Redação
Rafael L
Nota 50.
Entre clima e capital
Vivemos no Antropoceno, recente era geológica criada a partir dos efeitos dos exponenciais impactos naturais causados pela intervenção antrópica: o homem, moldado pelo imediatismo e pelo ensimesmamento advindos do capitalismo neoliberal, quase como um vício neurológico, precisa, cada vez mais de alienar-se no seu consumo – droga (sic). Assim, sob o efeito alucinógeno do comprar, já não interessa o que ocorre ao seu redor e nem de onde veio sua mais nova aquisição – se sua origem é ecológica, de uma produção agroflorestal sustentável, ou se é predatória, da exploração de menores e da redução, por exemplo, de paisagens, como a mineira Serra do Curral, a pó (sic) pouco importa, afinal, a real diferença consiste no preço. E é exatamente nesse cenário de autodegradação e de agressão do meio que se constrói a chocante crise ambiental contemporânea, a qual desencadeia, em um contexto de assimetrias de poder, a questão dos refugiados climáticos, potencializada pela vulnerabilidade social, invisibilizada pela indiferença coletiva.
De fato, em um sistema cujo funcionamento é asfixiado pelo postulado do dinheiro, é conveniente, para as elites dominantes mascarar tudo aquilo que pode por em cheque (sic) seus tão doces privilégios. Por isso, sob uma ótica marxiana, a invalidação da atual situação de catástrofe é um excelente “ópio do povo”. A partir da disseminação de “fake news” em um mundo de pós-verdade e do anticientificismo, desastres como os alagamentos avassaladores de Petrópolis em 2022 e a elevação dos níveis dos oceanos, devido ao derretimento de geleiras, são menosprezados e tidos como “comuns”, pois são parte dos “naturais” eventos do clima. Dessa forma, o êxodo de refugiados gerado por essas circunstâncias, apesar de ser maior que o de guerras e conflitos, é ocultado e diminuído, pois ter consciência dessa situação é ter prova concreta de que a ordem vigente é instável e, sadicamente, suicida. Logo, há um projeto político intencional de cegueira para com esses deslocados sobreviventes – tal alteridade desafia o “status quo”.
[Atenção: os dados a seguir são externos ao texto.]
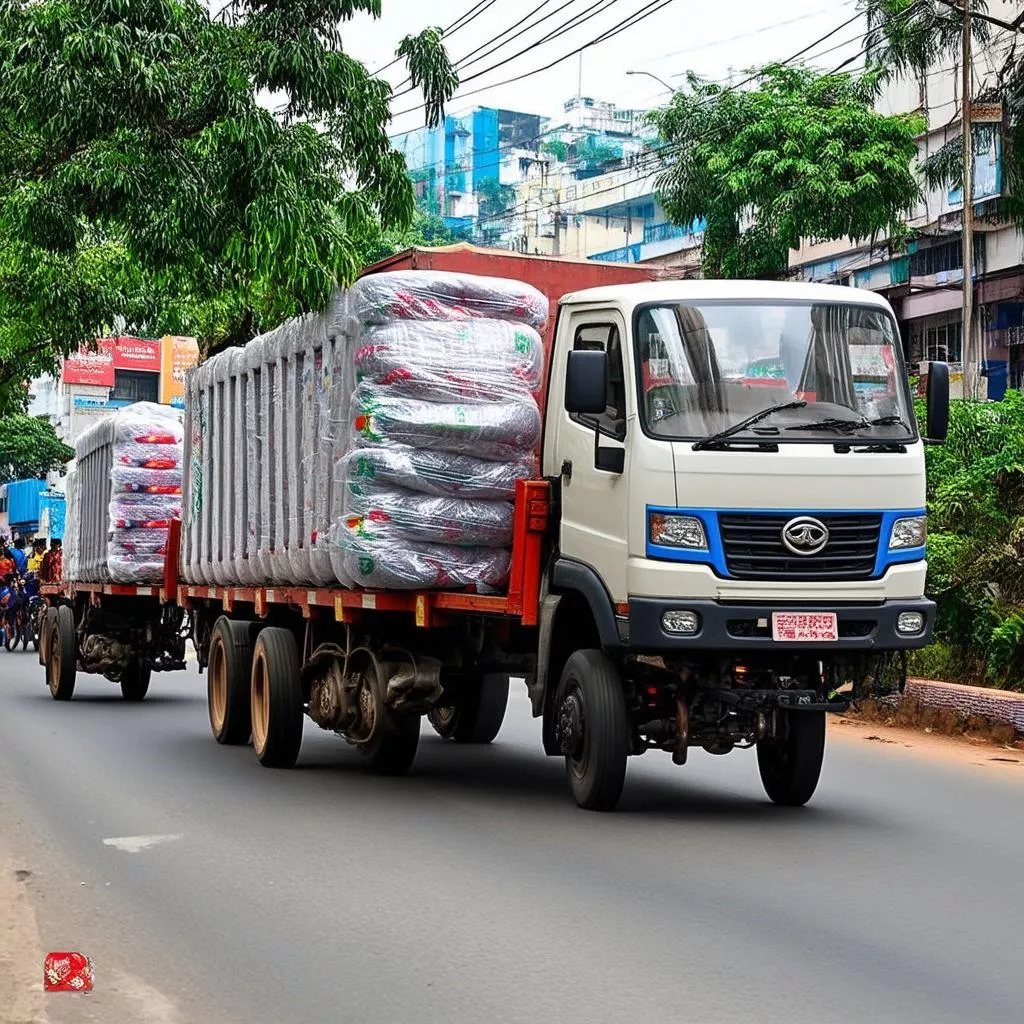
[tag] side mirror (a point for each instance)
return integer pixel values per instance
(587, 382)
(938, 402)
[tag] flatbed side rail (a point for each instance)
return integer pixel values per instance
(430, 607)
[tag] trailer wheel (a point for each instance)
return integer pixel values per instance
(592, 729)
(61, 669)
(791, 763)
(392, 751)
(45, 632)
(276, 698)
(478, 718)
(228, 681)
(135, 682)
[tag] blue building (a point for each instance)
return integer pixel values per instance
(451, 164)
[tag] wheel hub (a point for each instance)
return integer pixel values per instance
(569, 726)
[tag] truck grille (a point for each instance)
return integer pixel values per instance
(754, 548)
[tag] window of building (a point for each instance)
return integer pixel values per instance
(937, 339)
(605, 338)
(134, 385)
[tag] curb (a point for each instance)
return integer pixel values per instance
(996, 706)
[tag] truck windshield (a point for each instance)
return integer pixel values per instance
(835, 369)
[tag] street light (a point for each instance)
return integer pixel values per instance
(660, 81)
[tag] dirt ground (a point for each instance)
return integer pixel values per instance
(1005, 760)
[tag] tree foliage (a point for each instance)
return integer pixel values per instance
(168, 168)
(426, 230)
(30, 449)
(976, 542)
(802, 156)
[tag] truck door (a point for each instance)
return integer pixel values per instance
(594, 502)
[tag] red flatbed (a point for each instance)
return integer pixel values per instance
(429, 606)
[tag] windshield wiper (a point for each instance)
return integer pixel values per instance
(848, 426)
(712, 439)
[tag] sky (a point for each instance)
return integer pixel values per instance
(713, 39)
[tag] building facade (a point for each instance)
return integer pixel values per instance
(924, 279)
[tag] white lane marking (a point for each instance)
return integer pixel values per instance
(134, 844)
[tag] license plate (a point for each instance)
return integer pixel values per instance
(805, 627)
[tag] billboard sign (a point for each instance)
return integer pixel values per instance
(94, 367)
(136, 353)
(179, 355)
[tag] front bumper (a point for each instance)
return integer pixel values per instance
(747, 626)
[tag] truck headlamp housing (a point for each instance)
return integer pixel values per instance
(910, 532)
(678, 531)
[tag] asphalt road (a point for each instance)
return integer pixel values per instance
(474, 890)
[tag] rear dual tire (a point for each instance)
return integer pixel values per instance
(61, 667)
(229, 680)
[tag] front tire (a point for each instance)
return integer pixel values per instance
(276, 698)
(791, 762)
(228, 681)
(477, 718)
(592, 728)
(61, 670)
(135, 682)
Ademais, nessa sociedade sedada pelo mantra “consumo, logo existo”, cria-se uma aceitação passiva dessa estrutura e desse tráfego (ou tráfico) humano, o qual, como grande parte das problemáticas sustentadas pelo capital, atinge especialmente os mais pobres. Isso ocorre porque, em áreas vulneráveis ambientalmente, aquelas que possuem melhores condições econômicas podem investir em tecnologias para retardar a necessidade de fuga. Porém, naquelas frágeis socioeconomicamente, como a África subsaariana e o Sul asiático, isso não é possível: ainda em processo de recuperação após o brutal espólio imperialista europeu, a expansão da desertificação e das inundações são fenômenos contra os quais é difícil resistir. Como conseguinte, sem acesso a condições básicas como água e com produtividade alimentícia comprometida, resta o escape desumanizante e injusto. E, então, nessa lógica, o indivíduo comum, sujeito político, por causa de seu compulsivo relacionamento com o possuir, verbo esse que gera aceitação e exibicionismo social, prefere fechar-se narcisicamente em si e blindar-se a essas absurdidades. Analogamente à descrição precisa de Drummond em seu poema “Inocentes do Leblon”, a expansão do deserto do Saara é irrelevante, assim como as brutalidades que ela provoca, pois o aquecimento global gera um calor agradável (sic) e um sol raiante (sic), perfeito para seus ingênuos “stories” do Instagram: a vida do outro pouco importa.
Portanto, é visível como o império do lucro e do consumo, causadores da trágica condição climática global, sob as mãos dos poderosos, mascaram a crise dos refugiados ambientais, vítimas desse esquema abusivo. Além disso, a vulnerabilidade social desses sujeitos catalisa e amplifica essa espantosa situação, a qual é ignorada pelo cidadão comum – para ele, a letargia psicotrópica do consumismo é mais prazerosa.